Fulfilling Work, or not

I’ve been finishing up some big projects this year, and I’ve begun to look to the future. One can’t look too deeply into the new projects before finishing the old, lest one get distracted. But still, the faint outlines of new work can become a little less faint while wrapping up existing projects. (Nota bene: the epistemic certainty of this post is very low.)

It’s become clear that I am (still) most interested in the effect that emerging technologies have on the workplace. While my first love will always be independent professionals, recent projects concerning organizational responses to emerging technologies have broadened my focus.

My doctoral project focused on how digital tools enabled independent musicians to conduct the work that organizations would otherwise do for them. This allowed many musicians who did not have the support of an organization to create careers for themselves in a space where an organization was deemed deeply important, if not essential. Yet my 2018 JTWC article showed that what made their careers possible was not necessarily fulfilling work; the goal of many of the artists I talked to was to make enough money doing it on their own to hire someone else to do the work for them.

As a person who valued (and values) independent careers for the professional fulfillment they can bring, my findings were a challenge. How can we go beyond enabling functional capacity and enable conditions for fulfilling work? My first thought when turning to “conditions” was to think of policy, and I continue to mull over how one can best produce good ends with policy in complex, flexible spaces. (The complexities of California’s AB5 law are an instructive case.)

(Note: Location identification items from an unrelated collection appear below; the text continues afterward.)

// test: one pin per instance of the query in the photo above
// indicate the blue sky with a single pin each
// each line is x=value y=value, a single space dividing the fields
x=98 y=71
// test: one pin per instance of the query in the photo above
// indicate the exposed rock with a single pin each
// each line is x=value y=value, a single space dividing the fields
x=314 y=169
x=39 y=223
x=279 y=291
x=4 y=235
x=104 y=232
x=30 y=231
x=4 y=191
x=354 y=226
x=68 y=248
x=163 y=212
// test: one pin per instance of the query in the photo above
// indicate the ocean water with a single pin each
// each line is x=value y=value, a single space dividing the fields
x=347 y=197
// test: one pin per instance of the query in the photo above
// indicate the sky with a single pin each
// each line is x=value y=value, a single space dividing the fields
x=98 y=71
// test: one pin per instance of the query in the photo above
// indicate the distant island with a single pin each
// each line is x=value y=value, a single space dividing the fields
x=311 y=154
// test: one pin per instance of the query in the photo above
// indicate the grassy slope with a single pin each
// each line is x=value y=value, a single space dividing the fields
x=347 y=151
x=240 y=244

I am also beginning to ponder several trains of thought that I didn’t pursue in 2017 and 2018 when I first encountered this issue. For example:

  • If I’m really interested in professional fulfillment, how can that be studied directly? For instance, “happiness” and “fulfillment” are metrics of success that may not correlate with financial success; the most financially successful professionals may not be the most fulfilled professionals, and vice versa. There’s a whole literature on “meaningful work” that has things to say on this front.
  • What are the variables of fulfillment? I would imagine that professionals bring personal and professional expectations to professional engagements; what are those expectations? How do they relate to being independent or being in an organization?
  • When considering independent professionals, I see that there are different distances between organizations and independent professionals. Some professionals are very far outside the organization; in a professional capacity, they deal with a single person in the organization and have no insight into what goes on in the organization. Other independent professionals are close to their organization or organizations. While not being a full-time employee of an organization, they are deeply invested in the organization that they are working with and do have insight into the working of the organization. How do these different distances relate to people’s sense of fulfillment? I would imagine that, again, expectations are a mediating factor here; how much and how so?
  • Related: I see all professional individuals as existing within networks of relationships; some individuals have relationships that cluster in or around one organization that they are employed by. Some individuals have relationships across many organizations that they work with as an independent professional. How do these networks of relationships effect people’s fulfillment or lack thereof?
  • Sometimes it really is just finances that make work good or not. Brooke Erin Duffy’s (Not) Getting Paid to Do What You Love seems like it would have some things to say on this front, although I’m sure there’s more complexity there. Definitely want to read that one. Alexander Frenette‘s work seems also related to this topic and is something I’ll be checking out.
  • And then, without being techno-utopian or solutionist, what do we do about this? What can we meaningfully change so that we can produce conditions that are better to produce fulfilling work (while acknowledging that work is hard, and that some work is always going to be fraught on this side of the eschaton)? As I mentioned above, policy is one new angle I am considering and pursuing. But also, my background is in DIY: making do with what we have. How can we use existing tools in new ways to make things better? How can we ethically implement emerging technologies to make things better (and not worse)?

All of these points do circle back to that last point: I do believe that emerging technologies can make things better. However, I also believe that emerging technologies can make things much worse. If there was any takeaway from 8 years of running a tech ethics podcast, it’s that just because something is reasonable (i.e. there are identifiable reasons a thing happened) does not make it justifiable (i.e. this thing is a good thing to do). Just because we have reasons that we want to make technologies does not mean that everything we do with them is necessarily going to be good. We have to be careful with technologies. And thus we live with a double-edged sword of emerging technologies: that which can improve conditions can also be used in different ways to make conditions worse. (Consider Twitter.)

None of these thoughts (except that last paragraph) is particularly more than a fuzzy-outlines idea that I’m kicking around. I like it when people like their jobs, and I like helping more people like their jobs. I’ll keep trying to make that happen.